Racconto di un morboso legame fraterno tra leggende marittime e superstizioni scozzesi, Il superstite di Paul Wright regala sprazzi di buon cinema in una struttura narrativa che però mostra qualche falla evidente


Aaron è l’unico superstite di un incidente in mare in cui hanno perso la vita 5 persone. Il giovane è un tipo di quelli che si definiscono 'strani' o disadattati. Tra i morti c’è il fratello maggiore cui era profondamente legato. Mentre tutto il piccolo villaggio marittimo scozzese si ripiega sul dolore e sulla rabbia per la morte dei loro compaesani, Aaron è convinto che la leggenda del mostro dell’oceano abbia preso corpo e che i morti siano stati solo rapiti dalla creatura degli abissi: basterà trovarla, ucciderla e tutti faranno ritorno a casa. Tutto il villaggio però prova per il giovane odio e disprezzo, incolpandolo per la morte degli altri: il triste destino dello scampato alla morte che crea sensi di colpa e avversione. Per Aaron rimane l’ossessione di riportare a casa il fratello mettendo il punto finale sulla leggenda del mostro dell’oceano.

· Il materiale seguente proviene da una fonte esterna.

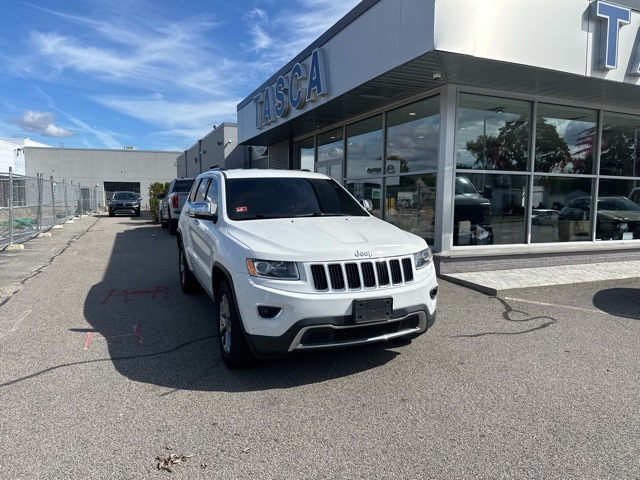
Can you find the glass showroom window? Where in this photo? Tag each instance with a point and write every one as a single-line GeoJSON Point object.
{"type": "Point", "coordinates": [331, 154]}
{"type": "Point", "coordinates": [412, 137]}
{"type": "Point", "coordinates": [331, 146]}
{"type": "Point", "coordinates": [618, 206]}
{"type": "Point", "coordinates": [364, 148]}
{"type": "Point", "coordinates": [305, 153]}
{"type": "Point", "coordinates": [619, 155]}
{"type": "Point", "coordinates": [563, 209]}
{"type": "Point", "coordinates": [565, 139]}
{"type": "Point", "coordinates": [493, 133]}
{"type": "Point", "coordinates": [565, 147]}
{"type": "Point", "coordinates": [364, 162]}
{"type": "Point", "coordinates": [410, 204]}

Dopo avere ricevuto numerosi riconoscimenti nell’ambito dei cortometraggi, Paul Wright si cimenta nel suo primo lungometraggio con un lavoro che si ispira alle tradizioni scozzesi e al forte e misterioso legame quasi ancestrale che lega le popolazioni della costa allo sconfinato e temuto Oceano; su questo tessuto connettivo ben costruito inserisce una storia di amore fraterno quasi ossessiva di fronte alla quale anche la morte sembra impotente. Utilizzando uno stile che risente molto del suo background, fatto di un montaggio spesso sincopato, utilizzando tecniche di ripresa molteplici, fa oscillare tutto il racconto tra il presente e il passato con rapidi flashback che ci illustrano sotto forma di un video amatoriale il legame che esiste tra i due fratelli, dà vita all’irrazionalità popolare e alle superstizioni, costruisce il classico personaggio che spaventa per la sua singolarità e che diviene il catalizzatore delle sventure e dell’avversione dei suoi compaesani, ma soprattutto racconta un rapporto ancestrale cui Aaron si aggrappa disperatamente per superare il dolore dell’abbandono.

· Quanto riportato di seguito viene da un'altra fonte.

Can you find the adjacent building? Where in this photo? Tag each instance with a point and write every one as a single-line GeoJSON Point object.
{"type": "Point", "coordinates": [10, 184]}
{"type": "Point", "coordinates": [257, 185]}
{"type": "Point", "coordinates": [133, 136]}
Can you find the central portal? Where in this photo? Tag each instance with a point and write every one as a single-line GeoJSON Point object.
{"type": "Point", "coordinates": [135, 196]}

Fin qui Il superstite (titolo italiano come sempre grottesco, dall’originale For Those in Peril), pur con qualche limite evidente, funziona a sufficienza, ma la malickiana voce fuori campo che ragiona, disserta e rimembra è veramente fastidiosa e pletorica, dando sempre l’impressione di dire e raccontare molto di più di quanto non sia necessario, lasciando una impronta negativa sul film intero.

Al di là di questo, l’opera prima di Paul Wright lascia intravedere le doti del regista soprattutto quando immagini e suoni colorano il film con buona autenticità. Aspettiamo quindi con moderata fiducia l’opera seconda, come sempre vera prova del nove, del giovane regista britannico.